Les rythmes scolaires au service de l’économie

On trouve dans cette commission un ancien recteur, un haut fonctionnaire européen, un spécialiste de la violence scolaire, un ex-secrétaire d’État à la Jeunesse et aux Sports. Et même, un cadre dirigeant à la SNCF, la présidente du Centre des monuments nationaux ou un directeur de Sciences Po, parallèlement responsable des études à l’Institut Montaigne. En tout, 27 personnes, issues de tous les champs, y compris économique et touristique, puisque, comme l’a souligné le ministre de l’Éducation nationale "aujourd’- hui, l’école rythme toute la société". Or dans cette commission, aucune trace de représentants de parents d’élèves, même si ceux-ci sont invités à donner leur avis par internet ; les syndicats d’enseignants non plus ne sont pas consultés. Journées rallongées pour les élèves en difficulté, journées marathon pour les enseignants. A part un nouveau déballage démagogique, le ministère de l’éducation n’a rien à offrir, au risque de contredire les réformes qu’il a lui même initié. Comment poser la question des rythmes scolaires quand, pour satisfaire son électorat, l’UMP a mis fin à l’école le samedi ? Les enseignements ont été resserrés sur quatre jours et ceux qui en pâtissent le plus sont les élèves en difficultés. Bien souvent ce sont ceux qui n’ont pas l’opportunité de s’évader le weekend qui doivent ingurgiter 2h de plus par semaine sous forme d’aide personnalisée. Que dire aussi des conditions de travail des enseignants ? Les équipes sont prises dans une course contre la montre. La qualité des temps de concertation s’en ressent, et lorsqu’on a cumulé temps d’enseignement, d’aide personnalisée et réunions, les journées paraissent interminables et épuisent les personnels. Il n’y a rien à attendre non plus des expérimentations conduites dans les lycées.

Un nouveau transfert de charge vers les collectivités locales

Remettre à plat, les rythmes scolaires engage une réflexion et des investissements qui se déclinent dans tous les compartiments de la société : temps de travail et horaires des parents, disponibilité des collectivités locales qui souvent ont la charge du temps périscolaire et des infrastructures. Il est bien difficile de croire qu’en période de rigueur les fonds nécessaires à cette révolution seront débloqués par l’État. Les collectivités locales déjà étranglées par les transferts de charges engagés par les politiques de décentralisation ne pourront pas non plus assumer ce fardeau. Le ministère prendrait-il un risque insensé ?
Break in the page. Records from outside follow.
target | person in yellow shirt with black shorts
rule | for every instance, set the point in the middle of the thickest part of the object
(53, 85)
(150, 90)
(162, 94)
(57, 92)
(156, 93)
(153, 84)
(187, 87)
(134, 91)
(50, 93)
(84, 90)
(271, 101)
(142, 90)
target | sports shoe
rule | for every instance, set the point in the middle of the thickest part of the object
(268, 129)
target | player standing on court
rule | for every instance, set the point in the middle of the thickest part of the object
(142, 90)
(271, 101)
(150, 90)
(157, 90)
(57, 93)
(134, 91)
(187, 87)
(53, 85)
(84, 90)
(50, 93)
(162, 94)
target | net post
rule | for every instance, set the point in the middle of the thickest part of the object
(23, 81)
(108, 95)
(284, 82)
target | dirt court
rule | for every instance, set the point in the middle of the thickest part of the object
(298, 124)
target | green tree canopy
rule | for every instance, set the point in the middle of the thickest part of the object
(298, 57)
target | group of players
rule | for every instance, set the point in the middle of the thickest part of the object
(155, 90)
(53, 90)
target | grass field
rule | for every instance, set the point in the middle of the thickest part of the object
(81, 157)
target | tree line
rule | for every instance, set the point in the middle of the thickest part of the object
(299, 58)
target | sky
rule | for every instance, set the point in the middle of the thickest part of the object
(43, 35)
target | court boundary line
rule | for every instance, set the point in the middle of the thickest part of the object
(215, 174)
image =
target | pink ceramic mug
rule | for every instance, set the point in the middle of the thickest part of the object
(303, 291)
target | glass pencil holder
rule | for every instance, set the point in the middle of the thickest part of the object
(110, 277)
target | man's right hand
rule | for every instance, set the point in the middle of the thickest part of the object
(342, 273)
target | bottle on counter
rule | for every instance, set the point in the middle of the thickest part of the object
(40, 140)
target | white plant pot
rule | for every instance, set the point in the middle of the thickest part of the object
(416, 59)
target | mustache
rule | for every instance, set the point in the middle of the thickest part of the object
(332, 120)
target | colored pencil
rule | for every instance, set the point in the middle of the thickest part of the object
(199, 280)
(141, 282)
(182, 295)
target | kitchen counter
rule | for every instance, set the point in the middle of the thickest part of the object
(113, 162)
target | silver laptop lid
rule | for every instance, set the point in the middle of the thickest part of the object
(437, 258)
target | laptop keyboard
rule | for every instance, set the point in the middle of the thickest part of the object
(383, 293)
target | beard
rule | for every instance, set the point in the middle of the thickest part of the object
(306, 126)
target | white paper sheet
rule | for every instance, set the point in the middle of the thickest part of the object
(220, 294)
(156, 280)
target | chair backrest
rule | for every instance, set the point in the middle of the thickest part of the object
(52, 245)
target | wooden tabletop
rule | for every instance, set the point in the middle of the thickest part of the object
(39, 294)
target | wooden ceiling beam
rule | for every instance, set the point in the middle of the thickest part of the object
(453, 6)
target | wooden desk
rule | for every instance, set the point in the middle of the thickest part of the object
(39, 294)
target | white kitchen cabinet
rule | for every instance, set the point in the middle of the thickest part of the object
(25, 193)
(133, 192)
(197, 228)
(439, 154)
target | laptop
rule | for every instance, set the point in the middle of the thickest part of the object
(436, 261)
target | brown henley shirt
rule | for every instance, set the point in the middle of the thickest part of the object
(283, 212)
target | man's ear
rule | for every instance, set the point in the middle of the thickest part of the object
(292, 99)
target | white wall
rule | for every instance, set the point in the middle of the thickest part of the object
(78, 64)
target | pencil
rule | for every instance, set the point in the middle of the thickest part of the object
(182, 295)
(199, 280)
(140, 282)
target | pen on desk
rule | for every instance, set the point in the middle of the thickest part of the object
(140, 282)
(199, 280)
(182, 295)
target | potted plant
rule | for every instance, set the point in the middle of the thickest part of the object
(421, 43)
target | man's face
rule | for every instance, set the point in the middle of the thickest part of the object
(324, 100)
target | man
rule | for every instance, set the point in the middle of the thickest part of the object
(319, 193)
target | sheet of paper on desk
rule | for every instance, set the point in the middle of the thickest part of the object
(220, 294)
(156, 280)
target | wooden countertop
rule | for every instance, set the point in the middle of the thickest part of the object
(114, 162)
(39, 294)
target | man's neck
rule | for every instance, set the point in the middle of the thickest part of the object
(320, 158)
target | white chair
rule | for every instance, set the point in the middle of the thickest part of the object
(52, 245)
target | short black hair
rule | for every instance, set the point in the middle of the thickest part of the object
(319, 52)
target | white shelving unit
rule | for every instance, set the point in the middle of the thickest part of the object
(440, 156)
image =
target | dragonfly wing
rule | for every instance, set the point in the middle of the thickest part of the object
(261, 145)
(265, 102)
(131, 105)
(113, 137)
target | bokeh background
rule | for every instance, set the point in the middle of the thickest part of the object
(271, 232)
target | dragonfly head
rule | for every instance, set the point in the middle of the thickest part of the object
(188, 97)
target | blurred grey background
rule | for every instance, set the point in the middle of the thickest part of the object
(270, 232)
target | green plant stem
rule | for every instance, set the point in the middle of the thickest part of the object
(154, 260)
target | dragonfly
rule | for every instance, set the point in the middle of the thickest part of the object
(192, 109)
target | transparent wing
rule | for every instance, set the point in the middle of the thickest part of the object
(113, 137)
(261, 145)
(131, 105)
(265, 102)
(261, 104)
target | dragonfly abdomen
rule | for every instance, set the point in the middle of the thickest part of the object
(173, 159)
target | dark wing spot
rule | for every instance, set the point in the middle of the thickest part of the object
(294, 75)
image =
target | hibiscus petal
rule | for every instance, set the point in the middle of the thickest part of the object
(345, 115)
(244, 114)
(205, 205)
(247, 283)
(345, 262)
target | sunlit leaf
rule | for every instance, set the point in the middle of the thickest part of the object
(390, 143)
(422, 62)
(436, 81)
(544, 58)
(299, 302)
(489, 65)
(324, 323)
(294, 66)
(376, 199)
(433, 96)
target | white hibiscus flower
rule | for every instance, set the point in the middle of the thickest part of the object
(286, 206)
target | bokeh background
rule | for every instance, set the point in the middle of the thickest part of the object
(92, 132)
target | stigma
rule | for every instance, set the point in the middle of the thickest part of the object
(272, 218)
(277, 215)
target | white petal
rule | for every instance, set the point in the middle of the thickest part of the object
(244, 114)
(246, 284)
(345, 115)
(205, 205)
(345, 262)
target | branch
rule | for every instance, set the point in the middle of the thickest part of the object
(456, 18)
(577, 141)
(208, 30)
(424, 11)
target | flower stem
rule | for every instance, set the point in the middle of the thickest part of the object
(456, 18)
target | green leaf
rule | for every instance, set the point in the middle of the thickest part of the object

Le juteux marché des activités extra scolaires

Nous envisageons la question sous l’angle des services publics mais nous aurions tort de sous-estimer les prestataires privés qui sont sur les rangs pour assurer ces missions. Les jardins d’enfants se multiplient dans certains départements, en concurrence avec l’école maternelle, financés par des subventions publiques, certes, mais avec des personnels et un cadre de fonctionnement totalement privé. Dans les Réseaux Ambitions Réussite, le partenariat avec des grandes entreprises est déjà institué et la mise en place d’activités sportives sponsorisées par des leaders du marché est tout à fait plausible. La conférence engagée par le ministère se réduira donc à un aréopage de spécialistes et de partenaires triés sur le volet pour leur franche adhésion aux propos officiels. Dans ces circonstances les conditions de travail des enseignants, ou les conditions d’apprentissage des élèves risquent fort d’être reléguées au second plan. Il reste que l’externalisation des activités péri-éducatives pourrait être l’une des véritables préoccupations de Luc Chatel et de son cabinet.